Mazviita Chirimuuta: Color is a dance between your brain and the world - dnetesn
http://nautil.us/issue/26/color/ingenious-mazviita-chirimuuta

======
personjerry
I really dislike this article. It stretches the "What if your blue is my red?"
concept too far, and makes it sound far more dramatic than it really is.

Let me clear something up first. Our senses are ways of acquiring information.
What we sense (i.e. colors, different pitches) are just the categories with
which we sort them. As long as we can agree on some common definition (i.e.
wavelength for a color), they have done their job.

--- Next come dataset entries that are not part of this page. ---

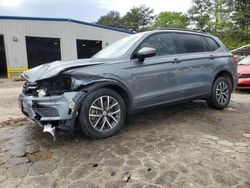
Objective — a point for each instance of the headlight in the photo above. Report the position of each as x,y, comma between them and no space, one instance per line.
41,92
54,86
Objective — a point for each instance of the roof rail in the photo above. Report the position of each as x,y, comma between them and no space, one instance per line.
180,29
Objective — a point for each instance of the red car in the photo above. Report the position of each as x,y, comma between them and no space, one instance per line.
244,74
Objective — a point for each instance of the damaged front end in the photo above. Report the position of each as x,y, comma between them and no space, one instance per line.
53,103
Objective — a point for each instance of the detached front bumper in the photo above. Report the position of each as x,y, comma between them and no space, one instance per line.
50,109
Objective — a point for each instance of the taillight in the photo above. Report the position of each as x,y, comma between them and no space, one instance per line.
235,61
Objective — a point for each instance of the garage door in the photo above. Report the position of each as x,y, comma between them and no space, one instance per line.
42,50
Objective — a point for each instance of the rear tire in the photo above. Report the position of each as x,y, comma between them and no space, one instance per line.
102,113
221,94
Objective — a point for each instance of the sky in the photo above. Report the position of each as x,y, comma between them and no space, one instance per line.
84,10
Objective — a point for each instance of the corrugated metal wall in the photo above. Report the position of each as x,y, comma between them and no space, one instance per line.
68,32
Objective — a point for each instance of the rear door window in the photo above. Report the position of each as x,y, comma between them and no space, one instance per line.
213,44
163,43
190,43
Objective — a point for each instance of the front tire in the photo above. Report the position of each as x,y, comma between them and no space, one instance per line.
102,114
221,94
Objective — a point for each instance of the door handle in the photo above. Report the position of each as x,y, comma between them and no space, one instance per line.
176,60
211,57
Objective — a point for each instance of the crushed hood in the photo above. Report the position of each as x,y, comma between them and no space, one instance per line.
53,69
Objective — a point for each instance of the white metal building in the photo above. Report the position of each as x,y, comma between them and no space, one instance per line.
26,42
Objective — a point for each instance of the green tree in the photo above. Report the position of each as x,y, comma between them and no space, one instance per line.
200,15
138,18
112,19
171,19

The talk about the subjectivity of color is misleading. The only thing that is
subjective, is how our brain "parses" the information of these categories
(i.e. my red vs. your red). But, because we can't share the brain's
abstraction of color with one another, the discussion is meaningless.

Thus, while there is an aspect of colors that is subjective, it is impossible
to think about outside of your own, and thus the discussion of color in terms
of wavelength is the only plausible discussion.

\-----

My problem with the article lies in the entirely inadequate account from the
interviewee. Regarding her theory of color, she says: "... we need a way of
theorizing subjectivity in such a way that we’ll just acknowledge that there
are parts of our experience and our perceptual knowledge of things that are
generated by the particular ways that we interact with the world." Which
basically says "Our brains will parse the image differently, we need a way to
discuss the results," and is pretty much useless. Then she claims that color
is a combination of our interpretation of color and the properties of objects.

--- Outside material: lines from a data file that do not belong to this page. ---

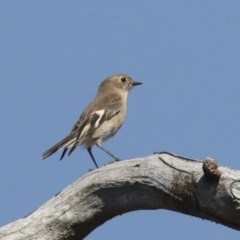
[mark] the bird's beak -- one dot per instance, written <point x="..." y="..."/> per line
<point x="136" y="83"/>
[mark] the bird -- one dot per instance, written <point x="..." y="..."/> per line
<point x="101" y="119"/>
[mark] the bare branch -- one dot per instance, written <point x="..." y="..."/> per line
<point x="160" y="181"/>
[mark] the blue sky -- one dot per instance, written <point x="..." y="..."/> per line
<point x="54" y="54"/>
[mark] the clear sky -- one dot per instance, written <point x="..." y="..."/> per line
<point x="54" y="54"/>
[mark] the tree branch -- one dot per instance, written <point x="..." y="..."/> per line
<point x="160" y="181"/>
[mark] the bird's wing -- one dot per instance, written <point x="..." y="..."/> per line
<point x="94" y="120"/>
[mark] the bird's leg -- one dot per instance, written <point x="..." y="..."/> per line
<point x="90" y="152"/>
<point x="106" y="151"/>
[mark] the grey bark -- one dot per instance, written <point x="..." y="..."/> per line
<point x="160" y="181"/>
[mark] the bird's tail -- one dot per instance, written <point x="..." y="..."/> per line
<point x="64" y="144"/>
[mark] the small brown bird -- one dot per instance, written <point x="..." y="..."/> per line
<point x="101" y="119"/>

Two possibilities: this might be just wrong, as she is conflating the color in
the sense of wavelength and color in the sense of properties of objects that
reflect light. These are clearly distinct.

Alternatively, she is referring to the brain's interpretation of a scene given
the information from the eyes. That is, given the "bitmap data" the eyes take
in, the brain attempts to "parse" the scene, and adjusts colors for light
sources. Well great, mystery solved, but we knew this already. So what exactly
is her "theory" that she is contributing?

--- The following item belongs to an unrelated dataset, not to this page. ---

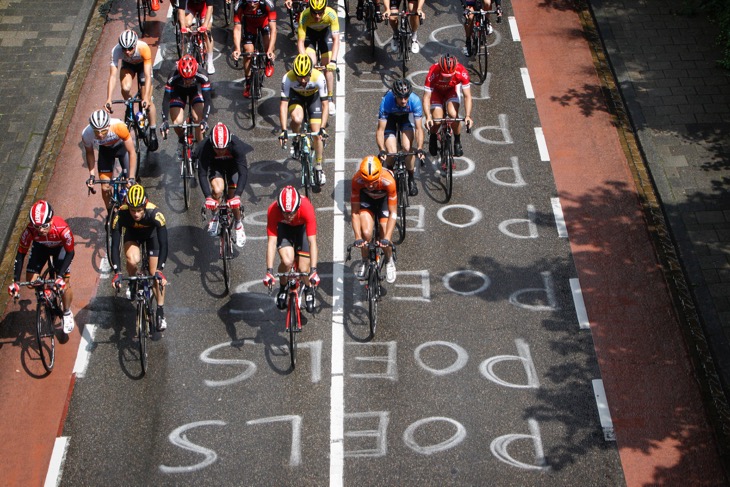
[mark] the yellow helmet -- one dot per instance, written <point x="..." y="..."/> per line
<point x="136" y="197"/>
<point x="317" y="4"/>
<point x="302" y="65"/>
<point x="370" y="168"/>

To my understanding, the entire article is an attempt to confuse different
meanings of the word color.

------
twiceaday
> When I asked Mazviita Chirimuuta why philosophers were so crazy about color,
> she smiled, as if she sensed my question had an implied criticism of
> philosophy’s penchant for chewing more than it bit off, to paraphrase what a
> wit once said of Henry James.

Too pretentious for my blood.